Roads, bridges, and railways designed to 20th-century standards are buckling or melting due to extreme global heat.
In July, record temperatures were reported across the southern United States, southern Europe, central China, and eastern Asia. The heatwave caused sporadic power outages in several countries and buckled roads in Utah, Louisiana, and Wisconsin. In Texas, a section of Interstate 10 in Houston and a six-lane highway south of the city cracked under temperatures exceeding 100 degrees Fahrenheit at the end of June.
A road in Houston buckled due to extreme heat. (Photo: Texas Department of Transportation)
Due to heat absorption by the road surface, asphalt, which is used on over 90% of U.S. roads, is beginning to melt and deform, creating potholes and rippling surfaces. This rugged terrain increases fuel consumption, emits more pollutants, and raises vehicle maintenance costs, according to Imad Al-Qadi, director of the Illinois Transportation Center at the University of Illinois Urbana-Champaign. On concrete highways, steel joints are designed to allow the road surface to expand and prevent cracking when temperatures rise excessively.
Buckling roads are relatively easy to detect and repair, but the effects of extreme heat on homes, pipelines, and electrical structures are less apparent. Extreme heat can gradually wear down buildings, leading to significant repair costs, according to Elaine Gallagher Adams, engineer and team lead for infrastructure solutions at the consulting firm Arcadis.
Sealants, adhesives, and other polymer-based bonding agents used for attaching pipes, windows, and structural joints are particularly susceptible to heat. When they crack, they can lead to water leaks. The temperatures that polymer sealants are exposed to can be much higher than the air temperature. For instance, if the outdoor temperature is 120 degrees Fahrenheit, some sun-exposed building surfaces may reach 180 degrees Fahrenheit. The temperature of the sealant is likely to fall somewhere between these two levels. Extreme heat also threatens metals and concrete materials used in construction.
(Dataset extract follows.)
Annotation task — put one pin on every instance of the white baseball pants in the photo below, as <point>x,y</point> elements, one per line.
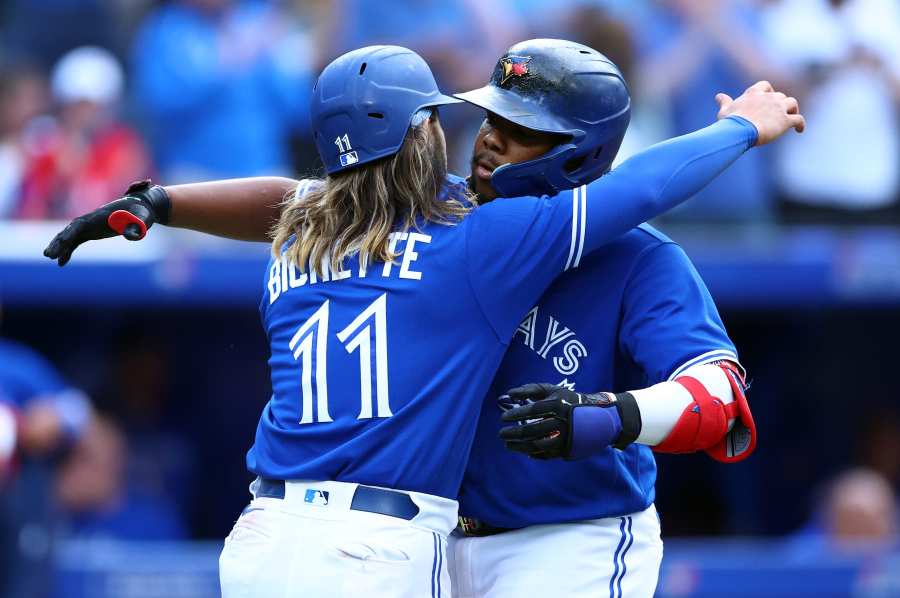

In Phoenix, three weeks of temperatures above 110 degrees Fahrenheit caused steel plates and iron beams used in many construction projects in the area to expand, according to Reymundo Hernandez, representative of the union of masons and craftsmen in Region 3. This made it difficult for workers to place beams into concrete blocks and walls, leading to subsequent issues. “When you place beams into concrete, the heat causes the structure to expand and cracks to appear in the walls,” Hernandez explained. Due to the extreme heat, some masons had to pour buckets of ice into the concrete and mortar to stabilize the material. They also had to schedule concrete pours at night when temperatures dropped below 95 degrees Fahrenheit, according to Matt Gilliland, risk manager at Willmeng Construction in Phoenix.
Architects note that glass and steel skyscrapers dominate many urban areas, making them particularly ill-suited to withstand rising global temperatures. They often have poor insulation, requiring large cooling systems that need upgrading as outdoor temperatures rise. Glass-clad buildings also reflect sunlight, contributing to the urban heat island effect, a phenomenon where buildings, roads, and other surfaces absorb and re-radiate heat from the sun. Cities become “heat islands” with higher temperatures compared to the surrounding green areas.
To keep air conditioning systems functioning during extreme heat events in the future, researchers say these systems will need to be more energy-efficient. Summer cooling demands are projected to increase by 13% in the U.S. if the global average temperature rises by 2 degrees Celsius, according to a research group at the University of Maryland and Purdue University.
Without improvements in cooling technology, many households in the U.S. could face 14 days without air conditioning due to power outages during hotter summers. During the heatwave of 2021 in British Columbia, more than 400 transformers failed, affecting the cooling systems of homes, businesses, and research institutes across the province, according to a report by the Canadian Climate Institute, a non-profit research organization.
Adapting to climate change is forcing businesses, infrastructure, and property owners to make difficult and costly choices, according to George Karagiannis, an expert on engineering and infrastructure at the Resilience First network in London. A recent study found that increasing extreme heat in the UK and Europe could drive road and rail operation and maintenance costs up to $5.4 billion by 2100, depending on the level of atmospheric warming.